See above
-collect high-quality callout data
-Input and output data are normalized to prevent numerical problems, and the method is the principal component analysis of what.
-Initialization of parameters is important. Too small, the parameters are not moving at all. General weight parameter 0.01 mean variance, 0 mean value of Gaussian distribution is omnipotent, not to try to bigger. The deviation parameter is all 0.
-with SGD, Minibatch size 128. or smaller size, but the throughput becomes smaller and the computational efficiency is lower.
-With SGD with momentum, the second-order method is not worth mentioning.
-The step size of the gradient update is important. General 0.1 is a universal value. The adjustment can improve the result, the specific practice is human flesh supervision: Observe the test error rate with another validation set, once not dropped, step by half or more.
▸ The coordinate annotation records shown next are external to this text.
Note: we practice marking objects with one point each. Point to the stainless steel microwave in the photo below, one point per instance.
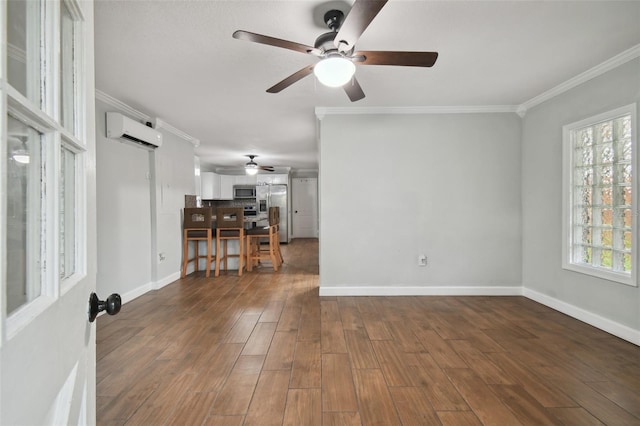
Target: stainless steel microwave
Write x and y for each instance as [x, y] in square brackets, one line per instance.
[244, 191]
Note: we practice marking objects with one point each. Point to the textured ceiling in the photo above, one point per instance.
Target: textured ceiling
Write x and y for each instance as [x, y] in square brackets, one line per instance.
[176, 60]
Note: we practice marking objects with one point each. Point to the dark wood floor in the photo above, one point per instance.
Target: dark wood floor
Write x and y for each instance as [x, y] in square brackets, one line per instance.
[265, 349]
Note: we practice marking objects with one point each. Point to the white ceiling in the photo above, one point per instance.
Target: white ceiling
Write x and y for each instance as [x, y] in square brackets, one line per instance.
[176, 60]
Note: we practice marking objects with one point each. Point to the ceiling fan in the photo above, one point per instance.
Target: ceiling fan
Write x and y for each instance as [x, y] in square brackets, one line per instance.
[251, 168]
[336, 50]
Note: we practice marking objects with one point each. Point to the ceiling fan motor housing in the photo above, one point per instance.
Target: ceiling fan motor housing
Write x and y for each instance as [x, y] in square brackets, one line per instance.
[334, 19]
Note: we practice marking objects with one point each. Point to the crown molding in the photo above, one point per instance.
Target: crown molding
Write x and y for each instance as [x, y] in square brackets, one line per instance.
[608, 65]
[161, 124]
[321, 112]
[115, 103]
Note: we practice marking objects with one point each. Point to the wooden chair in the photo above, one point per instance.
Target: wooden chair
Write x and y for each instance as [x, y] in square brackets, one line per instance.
[196, 228]
[229, 226]
[255, 252]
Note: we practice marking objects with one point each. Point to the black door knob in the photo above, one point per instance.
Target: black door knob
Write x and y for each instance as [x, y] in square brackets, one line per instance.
[112, 305]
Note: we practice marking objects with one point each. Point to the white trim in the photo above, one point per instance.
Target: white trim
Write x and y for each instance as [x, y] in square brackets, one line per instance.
[512, 290]
[14, 52]
[166, 280]
[150, 286]
[161, 124]
[321, 112]
[136, 292]
[624, 332]
[115, 103]
[591, 73]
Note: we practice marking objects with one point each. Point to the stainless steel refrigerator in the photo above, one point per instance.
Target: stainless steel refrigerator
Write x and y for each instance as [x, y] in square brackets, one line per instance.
[276, 196]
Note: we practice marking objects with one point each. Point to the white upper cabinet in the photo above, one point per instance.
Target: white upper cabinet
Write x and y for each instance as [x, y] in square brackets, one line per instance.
[210, 185]
[245, 180]
[226, 187]
[278, 178]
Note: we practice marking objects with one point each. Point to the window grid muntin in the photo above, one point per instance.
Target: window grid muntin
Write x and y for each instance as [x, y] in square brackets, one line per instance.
[602, 194]
[44, 114]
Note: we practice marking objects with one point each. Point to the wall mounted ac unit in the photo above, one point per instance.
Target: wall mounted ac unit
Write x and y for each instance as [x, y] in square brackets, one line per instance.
[119, 126]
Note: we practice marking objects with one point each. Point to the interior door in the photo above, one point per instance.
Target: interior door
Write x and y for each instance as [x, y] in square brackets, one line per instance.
[47, 205]
[305, 207]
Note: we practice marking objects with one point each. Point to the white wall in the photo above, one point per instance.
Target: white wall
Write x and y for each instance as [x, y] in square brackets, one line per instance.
[124, 213]
[395, 186]
[614, 307]
[174, 178]
[140, 200]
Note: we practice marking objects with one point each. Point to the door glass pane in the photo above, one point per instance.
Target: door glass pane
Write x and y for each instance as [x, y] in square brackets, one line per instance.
[67, 212]
[67, 74]
[23, 48]
[24, 207]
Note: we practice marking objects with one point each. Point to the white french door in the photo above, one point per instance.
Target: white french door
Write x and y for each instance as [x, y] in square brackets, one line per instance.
[47, 206]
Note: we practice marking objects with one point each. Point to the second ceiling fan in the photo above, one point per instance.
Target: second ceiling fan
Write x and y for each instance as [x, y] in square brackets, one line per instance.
[336, 50]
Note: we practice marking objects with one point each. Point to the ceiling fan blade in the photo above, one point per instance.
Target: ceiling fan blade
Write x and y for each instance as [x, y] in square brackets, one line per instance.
[353, 90]
[406, 59]
[272, 41]
[358, 19]
[298, 75]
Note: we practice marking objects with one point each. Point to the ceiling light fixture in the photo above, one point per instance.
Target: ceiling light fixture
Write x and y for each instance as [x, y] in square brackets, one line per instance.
[334, 70]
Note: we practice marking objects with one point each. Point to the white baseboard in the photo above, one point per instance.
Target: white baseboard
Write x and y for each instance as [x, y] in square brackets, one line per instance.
[421, 291]
[157, 285]
[166, 280]
[611, 327]
[136, 292]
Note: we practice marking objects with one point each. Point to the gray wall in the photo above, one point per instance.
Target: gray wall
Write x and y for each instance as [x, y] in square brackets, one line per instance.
[542, 200]
[395, 186]
[140, 200]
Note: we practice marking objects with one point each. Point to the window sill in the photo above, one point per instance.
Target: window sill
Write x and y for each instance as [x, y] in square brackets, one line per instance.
[616, 277]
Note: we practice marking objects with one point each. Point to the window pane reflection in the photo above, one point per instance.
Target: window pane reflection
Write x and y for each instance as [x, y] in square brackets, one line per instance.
[67, 74]
[67, 212]
[24, 177]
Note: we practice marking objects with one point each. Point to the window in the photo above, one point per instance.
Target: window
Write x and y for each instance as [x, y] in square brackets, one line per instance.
[600, 189]
[24, 207]
[43, 99]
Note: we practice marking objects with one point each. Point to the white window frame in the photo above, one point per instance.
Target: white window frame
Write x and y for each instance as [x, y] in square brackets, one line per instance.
[46, 117]
[568, 198]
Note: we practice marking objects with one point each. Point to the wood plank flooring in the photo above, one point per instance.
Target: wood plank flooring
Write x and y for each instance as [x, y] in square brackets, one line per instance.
[265, 349]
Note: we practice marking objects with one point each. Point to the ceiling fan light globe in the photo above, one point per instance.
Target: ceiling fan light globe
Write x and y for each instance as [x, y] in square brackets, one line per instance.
[334, 71]
[21, 156]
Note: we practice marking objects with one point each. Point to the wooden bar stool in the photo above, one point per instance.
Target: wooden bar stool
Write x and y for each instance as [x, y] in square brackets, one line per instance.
[196, 228]
[229, 226]
[255, 252]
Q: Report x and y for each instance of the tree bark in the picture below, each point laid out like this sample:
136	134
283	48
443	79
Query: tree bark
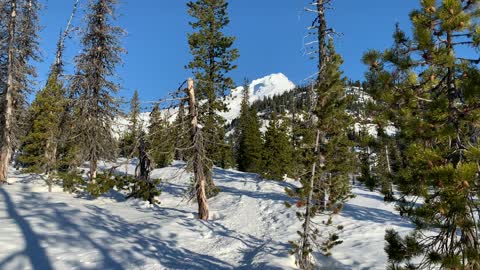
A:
198	155
6	148
93	170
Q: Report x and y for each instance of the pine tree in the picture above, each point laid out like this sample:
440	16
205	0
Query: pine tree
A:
326	187
439	107
39	146
277	151
95	107
19	28
249	138
160	141
181	134
130	140
213	58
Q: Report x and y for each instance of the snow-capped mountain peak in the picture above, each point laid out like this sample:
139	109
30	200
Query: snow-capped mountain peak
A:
268	86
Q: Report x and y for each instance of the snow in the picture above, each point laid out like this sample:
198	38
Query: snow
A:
268	86
249	228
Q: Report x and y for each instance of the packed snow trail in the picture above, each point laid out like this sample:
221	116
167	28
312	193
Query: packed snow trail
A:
249	228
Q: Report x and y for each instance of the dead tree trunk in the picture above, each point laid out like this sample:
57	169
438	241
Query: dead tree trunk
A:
143	173
308	216
198	158
6	144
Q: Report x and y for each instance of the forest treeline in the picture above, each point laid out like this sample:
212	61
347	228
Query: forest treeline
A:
409	130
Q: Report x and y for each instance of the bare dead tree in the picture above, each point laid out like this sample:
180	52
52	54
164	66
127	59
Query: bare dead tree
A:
8	117
199	155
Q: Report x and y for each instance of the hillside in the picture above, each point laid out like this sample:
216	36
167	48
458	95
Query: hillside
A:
249	227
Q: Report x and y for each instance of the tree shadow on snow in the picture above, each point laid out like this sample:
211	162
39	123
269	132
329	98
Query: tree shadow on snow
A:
33	249
107	240
375	215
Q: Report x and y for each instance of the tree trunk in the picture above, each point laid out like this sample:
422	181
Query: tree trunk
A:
6	148
198	155
306	227
93	170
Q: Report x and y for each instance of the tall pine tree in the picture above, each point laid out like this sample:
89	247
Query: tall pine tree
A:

-Gradient normalization: divide by minibatch size so that you do not explicitly depend on Minibatch size
-Limit the maximum value of the weight parameter to prevent running and flying. The general Maximum line norm does not exceed 2 or 4, otherwise it shrinks to this value.
-The gradient should roughly always only change the parameters of 1 per thousand, deviating from this number too far, tune it.
-Dropout must be used
-Relu must be used
It is better to give people and fish than to give them. CNN Assistant, the best reference paper is that nips2012 CNN do Imagenet, not one. Dropout that article can be the best supplement.
Let CNN run, here are all the secrets of the tune-up.